Foes of electronic spying may have a new way to challenge it
Bob Egelko, Chronicle Staff Writer
Saturday, November 24, 2007
Despite their latest court setback, challengers of President Bush's electronic surveillance program have another arrow in their quiver - a section of the same law that Bush spurned when he first ordered wiretaps six years ago.
The Ninth U.S. Circuit Court of Appeals in San Francisco decided an important issue in the administration's favor Nov. 16 when it ruled that an accidentally released government document, purportedly showing wiretaps of an Islamic charity on the government's terrorist list, was so sensitive that even a lawyer's recollection of it couldn't be used in court.
Without such evidence, the charity can't show it was harmed by the surveillance program. Ordinarily, that would leave it with no grounds to sue over the program's legality.
But rather than dismissing the suit, the court returned the case to U.S. District Judge Vaughn Walker in San Francisco and said he should decide whether Congress created an alternate route to challenge secret surveillance - a 1978 law regulating wiretapping of suspected foreign terrorists and spies.

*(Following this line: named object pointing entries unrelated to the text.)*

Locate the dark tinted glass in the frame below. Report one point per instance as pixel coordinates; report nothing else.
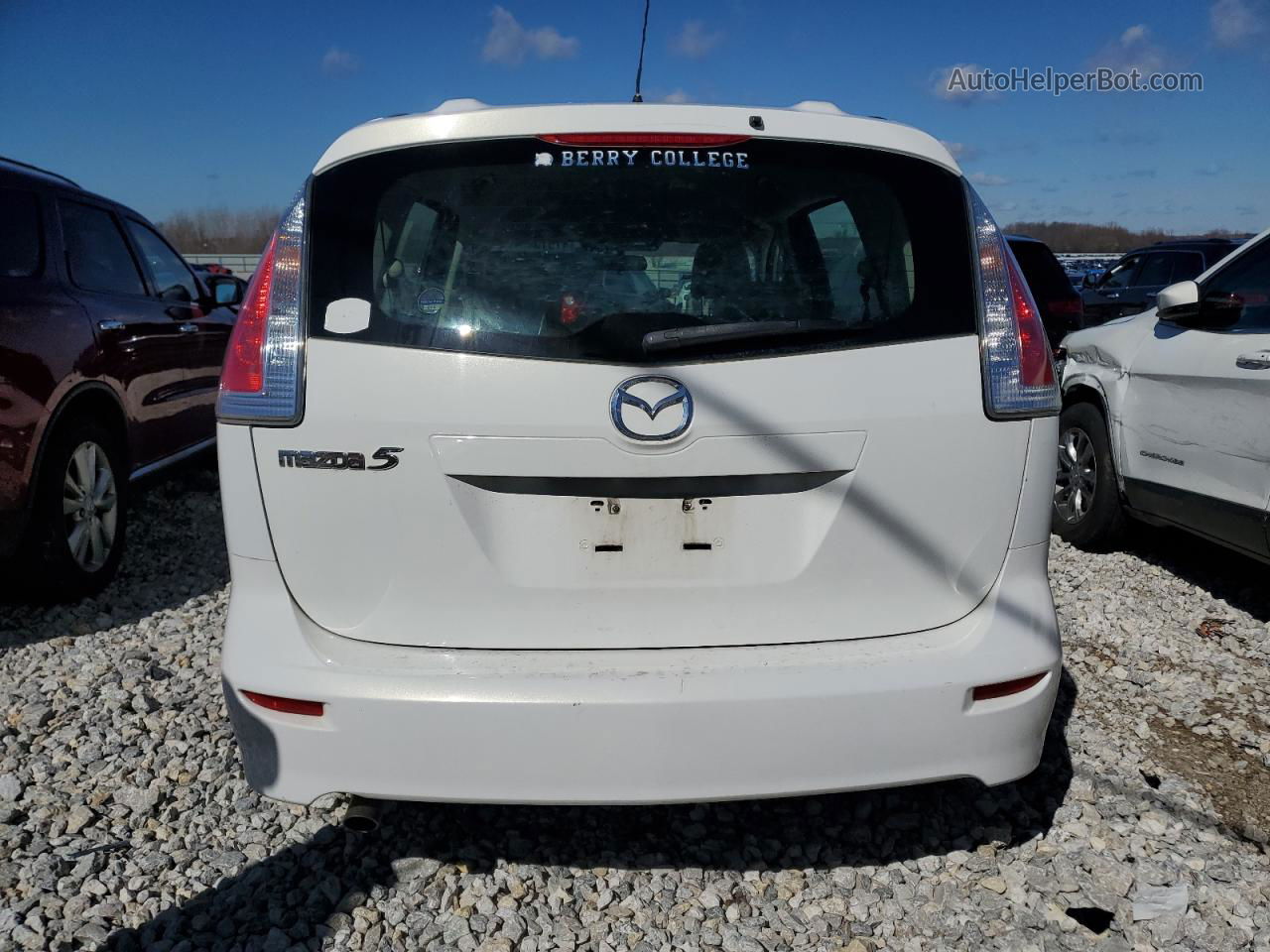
(1246, 281)
(21, 246)
(1042, 271)
(518, 246)
(95, 252)
(168, 272)
(1188, 266)
(1156, 270)
(1121, 275)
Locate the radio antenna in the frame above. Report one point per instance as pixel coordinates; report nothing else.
(639, 70)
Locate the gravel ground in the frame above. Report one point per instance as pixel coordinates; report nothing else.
(125, 821)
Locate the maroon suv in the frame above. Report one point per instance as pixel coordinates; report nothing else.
(109, 356)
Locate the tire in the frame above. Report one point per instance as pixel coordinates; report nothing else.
(1087, 511)
(77, 536)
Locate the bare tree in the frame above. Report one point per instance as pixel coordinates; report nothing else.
(1111, 239)
(218, 230)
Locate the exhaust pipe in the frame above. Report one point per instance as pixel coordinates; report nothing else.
(361, 815)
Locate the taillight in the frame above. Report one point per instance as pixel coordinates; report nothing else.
(1034, 366)
(244, 357)
(286, 705)
(571, 308)
(643, 139)
(1017, 368)
(261, 377)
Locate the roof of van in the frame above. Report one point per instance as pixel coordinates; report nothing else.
(471, 119)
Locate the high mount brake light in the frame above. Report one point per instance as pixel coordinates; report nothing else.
(1017, 367)
(261, 377)
(643, 139)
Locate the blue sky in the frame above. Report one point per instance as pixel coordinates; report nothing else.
(164, 105)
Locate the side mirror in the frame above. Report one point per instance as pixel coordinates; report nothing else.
(226, 290)
(1179, 303)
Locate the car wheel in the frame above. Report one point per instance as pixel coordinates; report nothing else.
(1087, 511)
(79, 525)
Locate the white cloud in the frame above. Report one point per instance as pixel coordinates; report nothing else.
(952, 84)
(338, 61)
(1237, 22)
(508, 42)
(1134, 50)
(960, 151)
(694, 42)
(982, 178)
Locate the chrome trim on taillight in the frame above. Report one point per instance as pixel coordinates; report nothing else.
(1005, 394)
(280, 400)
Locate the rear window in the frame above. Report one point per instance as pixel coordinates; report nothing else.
(525, 248)
(1042, 271)
(21, 246)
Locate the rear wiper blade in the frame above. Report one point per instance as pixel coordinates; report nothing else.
(675, 338)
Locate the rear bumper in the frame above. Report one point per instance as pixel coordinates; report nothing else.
(639, 726)
(13, 525)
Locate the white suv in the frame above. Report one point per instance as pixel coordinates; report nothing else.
(1166, 416)
(503, 532)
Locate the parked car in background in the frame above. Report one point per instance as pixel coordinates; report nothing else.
(1166, 416)
(1058, 301)
(454, 518)
(109, 356)
(1132, 284)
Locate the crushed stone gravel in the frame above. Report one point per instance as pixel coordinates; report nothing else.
(125, 821)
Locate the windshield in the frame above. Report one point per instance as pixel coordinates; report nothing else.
(525, 248)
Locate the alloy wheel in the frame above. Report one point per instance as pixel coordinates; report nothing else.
(1078, 475)
(89, 506)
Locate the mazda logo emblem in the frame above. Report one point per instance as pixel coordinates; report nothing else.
(679, 398)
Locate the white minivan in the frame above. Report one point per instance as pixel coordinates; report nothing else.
(636, 453)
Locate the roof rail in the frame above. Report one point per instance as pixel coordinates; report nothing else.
(36, 168)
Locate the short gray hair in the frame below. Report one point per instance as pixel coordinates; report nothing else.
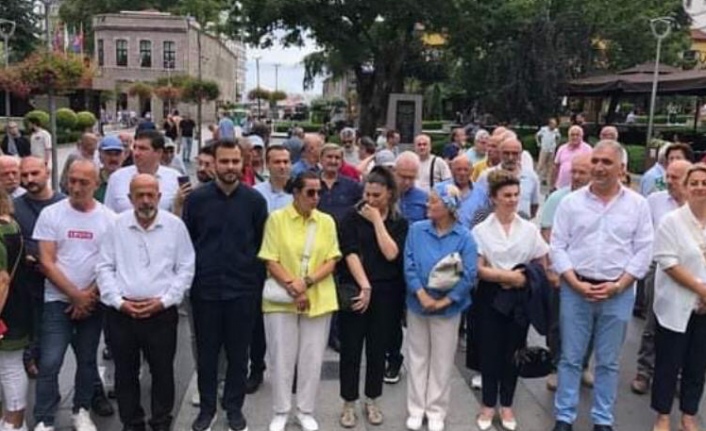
(408, 157)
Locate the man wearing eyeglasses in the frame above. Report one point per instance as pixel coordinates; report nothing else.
(13, 143)
(565, 154)
(145, 267)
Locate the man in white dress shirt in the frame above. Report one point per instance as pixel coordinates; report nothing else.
(147, 152)
(146, 265)
(601, 243)
(661, 203)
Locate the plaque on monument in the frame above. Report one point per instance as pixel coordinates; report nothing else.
(404, 114)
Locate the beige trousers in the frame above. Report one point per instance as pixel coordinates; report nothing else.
(431, 348)
(295, 342)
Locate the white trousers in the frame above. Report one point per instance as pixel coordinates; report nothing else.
(13, 381)
(295, 342)
(431, 348)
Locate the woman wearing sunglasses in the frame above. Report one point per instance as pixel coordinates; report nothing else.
(300, 248)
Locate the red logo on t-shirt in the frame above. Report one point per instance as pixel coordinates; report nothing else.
(80, 234)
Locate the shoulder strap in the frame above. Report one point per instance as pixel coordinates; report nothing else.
(308, 245)
(431, 172)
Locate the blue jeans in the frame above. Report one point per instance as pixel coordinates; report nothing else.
(58, 331)
(607, 321)
(186, 144)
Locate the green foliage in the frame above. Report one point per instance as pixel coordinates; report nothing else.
(65, 119)
(25, 40)
(205, 90)
(42, 71)
(85, 120)
(41, 115)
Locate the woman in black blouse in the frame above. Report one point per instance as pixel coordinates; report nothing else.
(371, 238)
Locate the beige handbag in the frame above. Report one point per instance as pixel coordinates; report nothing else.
(275, 292)
(446, 273)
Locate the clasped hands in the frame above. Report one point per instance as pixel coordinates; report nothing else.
(142, 308)
(430, 304)
(297, 290)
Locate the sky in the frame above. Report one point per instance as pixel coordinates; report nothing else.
(291, 71)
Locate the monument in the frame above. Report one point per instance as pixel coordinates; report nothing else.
(404, 114)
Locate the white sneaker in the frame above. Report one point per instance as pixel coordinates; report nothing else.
(307, 422)
(414, 423)
(279, 422)
(477, 382)
(435, 425)
(4, 426)
(82, 421)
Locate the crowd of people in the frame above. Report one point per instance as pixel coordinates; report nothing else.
(277, 251)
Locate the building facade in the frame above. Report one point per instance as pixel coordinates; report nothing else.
(146, 46)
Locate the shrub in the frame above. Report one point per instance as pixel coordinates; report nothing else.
(85, 120)
(65, 119)
(41, 115)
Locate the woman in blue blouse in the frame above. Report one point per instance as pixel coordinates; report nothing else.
(434, 313)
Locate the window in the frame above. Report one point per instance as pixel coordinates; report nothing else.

That law, the Foreign Intelligence Surveillance Act, was prompted by a post-Watergate congressional investigation that found federal spy agencies had for decades conducted surveillance of political dissidents as well as security risk suspects.
The law requires federal agents to get a warrant for searches or electronic surveillance in espionage and foreign terrorism cases. It also allows federal judges to review, behind closed doors, people's claims that they have been the victims of illegal eavesdropping.